I read that post as a young Catholic mother, with two young toddlers, and shook with fear. I'd already gotten numerous unsolicited comments "How perfect, one girl and one boy. Now you're done!" I didn't relish becoming more of a spectacle in the grocery store in the future as I cheerfully accepted God's generous gifts of more babies to our household.

Yesterday, my husband announced my pregnancy at his workplace. He received some very sweet and supportive comments. He also received some not so supportive comments.

It's the same story for each and every pregnancy after we received universal praise for conceiving baby number one.

The thing that is different this time, is me.

I don't yet relish the pokes and digs at my openness to life. I'm not leaping for joy in the grocery store line. All the same, a huge difference has occurred. I'm not shocked at suffering for my Catholic faith anymore.

The way I see it now, is if my beloved parish priest Father Willie stops by Whole Food to pick up some organic orange juice to mend his sore throat before Sunday's homily (it's probably a rare trip to Whole Foods given his small salary), he's open to all kinds of attack just by wearing his priest's collar.

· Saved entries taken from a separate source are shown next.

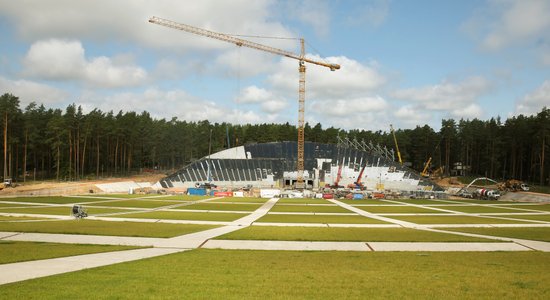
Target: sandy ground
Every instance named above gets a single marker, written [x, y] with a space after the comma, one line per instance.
[50, 188]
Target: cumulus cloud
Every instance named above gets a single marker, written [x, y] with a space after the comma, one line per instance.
[372, 13]
[65, 60]
[29, 91]
[354, 79]
[508, 23]
[533, 102]
[315, 13]
[456, 98]
[88, 20]
[269, 102]
[167, 104]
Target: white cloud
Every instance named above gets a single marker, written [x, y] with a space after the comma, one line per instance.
[168, 104]
[505, 23]
[127, 21]
[457, 99]
[470, 111]
[315, 13]
[373, 13]
[349, 107]
[29, 91]
[352, 80]
[65, 60]
[532, 103]
[411, 115]
[270, 103]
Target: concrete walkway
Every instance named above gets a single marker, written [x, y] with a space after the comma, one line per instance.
[34, 269]
[40, 268]
[362, 246]
[161, 246]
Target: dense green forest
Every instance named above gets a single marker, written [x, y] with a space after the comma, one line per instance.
[71, 145]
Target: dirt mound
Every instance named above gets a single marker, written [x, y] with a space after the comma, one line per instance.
[52, 188]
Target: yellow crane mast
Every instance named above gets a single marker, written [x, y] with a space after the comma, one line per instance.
[301, 69]
[396, 146]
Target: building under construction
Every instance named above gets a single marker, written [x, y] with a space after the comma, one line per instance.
[346, 164]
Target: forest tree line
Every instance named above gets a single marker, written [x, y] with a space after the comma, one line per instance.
[44, 143]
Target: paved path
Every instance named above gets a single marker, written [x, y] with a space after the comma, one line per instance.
[362, 246]
[34, 269]
[40, 268]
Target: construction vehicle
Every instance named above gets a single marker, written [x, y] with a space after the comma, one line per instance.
[358, 184]
[396, 146]
[480, 193]
[424, 172]
[486, 194]
[513, 185]
[8, 182]
[337, 181]
[301, 69]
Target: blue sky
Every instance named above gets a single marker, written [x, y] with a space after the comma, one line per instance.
[405, 63]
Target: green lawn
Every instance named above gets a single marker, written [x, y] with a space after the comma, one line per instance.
[223, 206]
[397, 209]
[469, 201]
[362, 201]
[181, 197]
[344, 234]
[240, 200]
[183, 215]
[418, 201]
[479, 209]
[527, 233]
[303, 201]
[93, 227]
[11, 219]
[324, 219]
[138, 203]
[309, 208]
[59, 210]
[545, 218]
[51, 199]
[226, 274]
[455, 220]
[26, 251]
[3, 205]
[538, 207]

My beloved Dominican nuns, with their gorgous habits, were asked all manner of embarrassing sexual questions when they appeared on the Oprah show last week.

If our dear Priests and Sisters suffer snide comments every time they leave the parish chapel, why should we Catholic Moms and Dads be any different?

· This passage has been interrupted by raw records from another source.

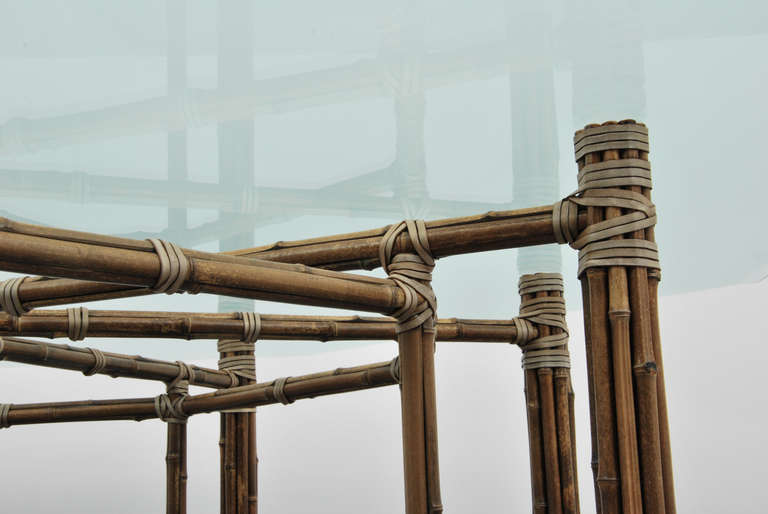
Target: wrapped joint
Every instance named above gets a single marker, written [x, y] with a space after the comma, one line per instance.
[549, 351]
[169, 406]
[5, 408]
[600, 185]
[412, 272]
[242, 365]
[9, 296]
[174, 267]
[77, 323]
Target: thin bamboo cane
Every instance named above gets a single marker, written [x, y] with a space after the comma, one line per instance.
[325, 383]
[563, 395]
[410, 345]
[176, 468]
[566, 443]
[253, 466]
[591, 391]
[549, 400]
[116, 365]
[189, 325]
[645, 372]
[549, 431]
[222, 464]
[490, 231]
[241, 446]
[574, 456]
[230, 463]
[533, 408]
[124, 261]
[607, 473]
[666, 449]
[435, 502]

Just as a priest wears his collar, and a nun wears a habit, some of us parents, who were blessed by God with abundance off-spring, will wear our closely space, overwhelmingly active, children around our grocery carts.

Scripture tells that not only are we to bear scoffs meekly and humbly pray for our attackers, we're also to "leap for joy". If we suffer rejection from the world, it means we will have a great reward in heaven.

So this Lent, think about dropping your Saint Catherine's Wheel penance whip and sleeping on the floor like St. Martin of Pours. The cheerful acceptance of trials allowed by God are more valuable than any self-imposed act of penance.

This Lent resolve to take your ego-bruising social interactions on the chin like our big brother Jesus and our wonderful Mom, Mary.

Don't cry in the grocery line. Don't come up with a pity retort.

Instead, leap for joy. Do a little ballet jump. A bunny hop. An Irish Jig. Anything physical to show your great joy at having a chance to suffer for the faith.

At the very least, an unexpected Irish Jig in the grocery aisle will stun your accuser into silence and make all those "excessive" babies, who are currently pleading for gum and chocolate bars, laugh in surprise.